Paulo escreveu a Timóteo: “Procura apresentar-te a Deus aprovado, como obreiro que não tem de que se envergonhar, que maneja bem a palavra da verdade” (2Tm 2.15, ACF). Conhecer a Palavra exige do cristão um comprometimento que vai além da simples leitura, é preciso interpretá-la, meditar em suas verdades e aplicar seu conteúdo de forma correta. Assim, ao manejá-la e vivenciá-la, pode prosseguir na jornada de forma que honre a Deus e edifique os irmãos.

“Conhecer a Palavra exige do cristão um comprometimento que vai além da simples leitura, é preciso interpretá-la, meditar em suas verdades e aplicar seu conteúdo de forma correta.”

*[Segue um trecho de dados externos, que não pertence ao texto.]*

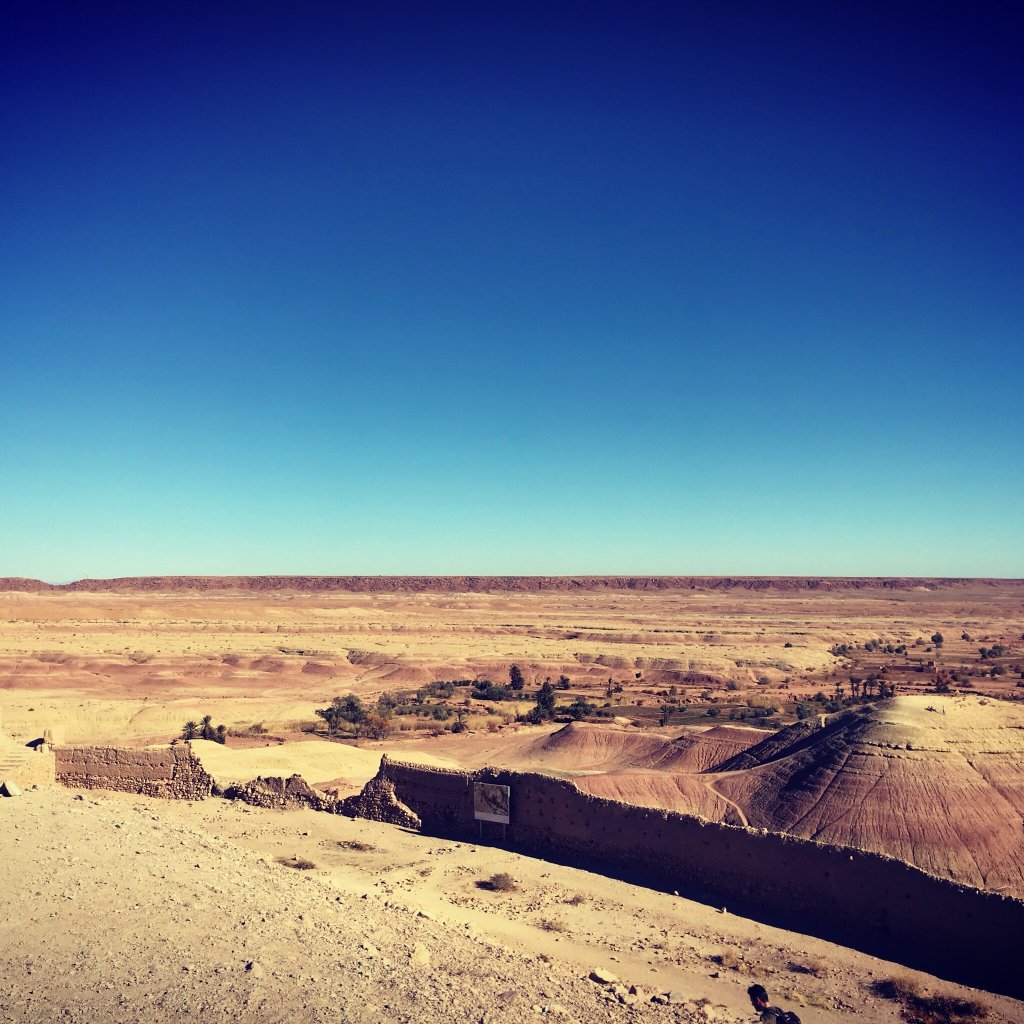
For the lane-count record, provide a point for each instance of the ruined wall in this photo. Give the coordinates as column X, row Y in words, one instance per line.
column 860, row 899
column 26, row 766
column 170, row 772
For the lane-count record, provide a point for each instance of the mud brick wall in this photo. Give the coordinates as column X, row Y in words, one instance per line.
column 860, row 899
column 171, row 772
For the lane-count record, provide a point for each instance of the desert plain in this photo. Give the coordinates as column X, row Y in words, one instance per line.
column 877, row 715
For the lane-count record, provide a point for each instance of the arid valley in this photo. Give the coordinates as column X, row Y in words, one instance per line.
column 877, row 718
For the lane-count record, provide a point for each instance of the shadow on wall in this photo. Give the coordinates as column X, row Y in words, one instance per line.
column 873, row 903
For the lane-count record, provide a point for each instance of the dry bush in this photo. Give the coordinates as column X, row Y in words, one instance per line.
column 299, row 863
column 500, row 883
column 552, row 925
column 944, row 1010
column 919, row 1007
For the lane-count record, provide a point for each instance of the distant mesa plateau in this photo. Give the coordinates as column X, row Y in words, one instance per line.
column 484, row 584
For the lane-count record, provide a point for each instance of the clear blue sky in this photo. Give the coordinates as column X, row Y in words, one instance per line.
column 511, row 288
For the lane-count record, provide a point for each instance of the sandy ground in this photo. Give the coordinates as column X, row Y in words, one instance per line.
column 120, row 908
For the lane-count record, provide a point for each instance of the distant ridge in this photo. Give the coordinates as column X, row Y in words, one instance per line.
column 483, row 584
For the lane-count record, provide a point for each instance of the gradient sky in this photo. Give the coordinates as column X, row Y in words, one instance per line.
column 716, row 288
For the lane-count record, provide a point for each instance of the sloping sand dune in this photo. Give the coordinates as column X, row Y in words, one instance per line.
column 584, row 747
column 685, row 794
column 936, row 781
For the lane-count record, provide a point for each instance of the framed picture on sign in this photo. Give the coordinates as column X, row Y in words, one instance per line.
column 491, row 803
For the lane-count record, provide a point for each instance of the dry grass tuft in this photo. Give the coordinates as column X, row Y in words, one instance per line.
column 729, row 958
column 810, row 965
column 299, row 863
column 500, row 883
column 552, row 925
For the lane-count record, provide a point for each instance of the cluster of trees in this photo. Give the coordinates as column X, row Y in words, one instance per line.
column 348, row 710
column 205, row 730
column 996, row 650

E é justamente quando o assunto envolve a interpretação e a aplicação das Escrituras que a questão fica especialmente delicada. O que se deve ter em mente é que existem princípios que regem sua correta análise e compreensão. Tristemente, não é difícil ouvir sermões, ler livros ou escutar canções que forçam significados que o autor bíblico jamais pretendeu transmitir.

Nesse sentido, para que o leitor não cometa equívocos ao estudar e aplicar um conteúdo bíblico, estar a par das regras da hermenêutica, ou seja, da ciência e da arte da interpretação bíblica, é essencial. Conforme apontam Willian Klein, Craig Blomberg e Robert Hubbard Jr, autores do livro Introdução à Interpretação Bíblica (Thomas Nelson Brasil), a hermenêutica viabiliza os meios de entender as Escrituras e aplicá-la de forma responsável. Sabê-la ajuda o leitor a evitar uma interpretação que seja arbitrária, errônea ou que simplesmente se adapte aos seus caprichos pessoais. “Um procedimento deliberado de interpretação baseado em princípios coerentes e confirmados torna-se a melhor garantia de que uma interpretação será precisa”¹, dizem.

3 regras fundamentais da hermenêutica bíblica

1º Saiba que a Bíblia é intérprete de si

Ao estudar um determinado texto, o leitor deve interpretá-lo à luz das Escrituras como um todo, levando em consideração que a Palavra de Deus jamais se contradirá. Extrair versículos de seu contexto para justificar pontos de vista pessoais e desconectados de toda a verdade bíblica resulta em erro e, em alguns casos, tal atitude não é fruto de desconhecimento, mas reflexo de uma manobra ardilosa de quem deseja imprimir uma visão própria ao que o autor bíblico pretendia ensinar.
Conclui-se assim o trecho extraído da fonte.